Pope Benedict XVI, a prominent religious figure, served as head of both the Vatican City State and the Catholic Church.
After Pope John Paul II’s death in April 2005, he was elected in a papal conclave and served as Pope until his resignation in February 2013.
In a similar vein, Benedict was given the title “Pope Emeritus” upon his resignation and remained so until his death in December 2022 at the age of 95.
Church in Scandals Amid Pope Benedict XVI Controversy
According to PBS, Pope Benedict’s presidency was defined by a conservative defense of church theology and difficulties in responding to the clerical sex abuse problem.
As a result of the Vati-Leaks of 2012, which revealed scandals involving extortion, prostitution, and power conflicts within the Vatican, the Catholic Church, and the Pope were thrust into the spotlight.
Some doubt the official explanation for his resignation, which cites a lack of stamina and his “advanced age” of 85 as the reasons.
The Pope has stated that his resignation is voluntary and “for the good of the church.” But some insist on finding more explanation.
Benedict’s recent initiatives to revitalize the Roman Catholic Church have been overshadowed by the ongoing clergy sexual abuse issue.

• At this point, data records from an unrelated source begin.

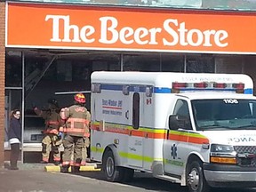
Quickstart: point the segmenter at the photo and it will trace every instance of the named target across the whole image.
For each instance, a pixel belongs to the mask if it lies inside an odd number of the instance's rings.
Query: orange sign
[[[6,47],[256,53],[256,13],[9,3]]]

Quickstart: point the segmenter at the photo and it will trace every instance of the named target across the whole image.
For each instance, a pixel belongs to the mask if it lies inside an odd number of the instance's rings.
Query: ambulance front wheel
[[[210,187],[204,175],[204,170],[201,162],[193,161],[188,164],[187,180],[189,192],[210,191]]]
[[[116,166],[114,155],[111,150],[107,151],[104,155],[102,165],[107,180],[111,182],[122,180],[123,172],[120,167]]]

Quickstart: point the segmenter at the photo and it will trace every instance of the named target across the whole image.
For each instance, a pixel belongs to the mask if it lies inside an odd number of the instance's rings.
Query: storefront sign
[[[256,13],[9,3],[7,47],[256,53]]]

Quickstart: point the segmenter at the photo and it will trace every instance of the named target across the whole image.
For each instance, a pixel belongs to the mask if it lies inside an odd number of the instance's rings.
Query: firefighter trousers
[[[66,134],[63,139],[64,153],[62,165],[80,166],[82,162],[82,149],[84,147],[84,138]],[[72,164],[72,156],[74,162]]]
[[[53,161],[60,161],[60,151],[59,150],[61,140],[55,134],[45,134],[42,140],[42,156],[44,162],[49,162],[51,150],[53,153]]]

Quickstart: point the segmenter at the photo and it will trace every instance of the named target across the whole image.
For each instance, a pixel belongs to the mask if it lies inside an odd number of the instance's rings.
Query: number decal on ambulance
[[[237,104],[238,103],[238,100],[233,100],[233,99],[225,99],[223,100],[223,101],[227,104]]]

Benedict met with victims and offered apologies on occasion during his eight years in office. But he couldn’t deny that the Church had protected priests who had been accused of sexual misconduct.
Benedict’s departure has been linked to the serious claims of clergy sexual abuse of minors and the alleged cover-up of those crimes by bishops.
On February 28, 2013, Pope Benedict XVI announced his resignation from office due to his senior age. Since Gregory XII in 1415, he was the first head to resign.
In a statement, Benedict explained that he was leaving the papacy due to his declining health and the stress of the position.
On February 11, it was announced that Francis would no longer serve as Pope since the world had changed so drastically and so swiftly that he was “no longer suited” to the position.
He said a few words to his fellow cardinals in Latin announcing his departure. Furthermore, he promised to continue his service to the Vatican “through a life dedicated to prayer.”
By the time his retirement took effect, Benedict had reached the fourth-oldest age ever for a Pope.
This change came as a surprise because all living popes in contemporary history have served until their deaths. Since Celestine V in 1294, Benedict was the first pope to retire without being forced out of office.
In a statement, the Vatican clarified that the retirement was not caused by illness but rather to “avoid that exhausting rush of Easter engagements.”
After two weeks of goodbye ceremonies, Benedict XVI stepped down as Pope on March 13, 2013, and was succeeded by Cardinal Jorge Mario Bergoglio (Pope Francis).
One year after his departure, Benedict addressed an article in La Stampa in which he refuted rumors that he had been driven out of office.
He remarked, “There is not the slightest doubt regarding the validity of my resignation from the ministry,” implying that any doubts about the legitimacy of his resignation were completely groundless.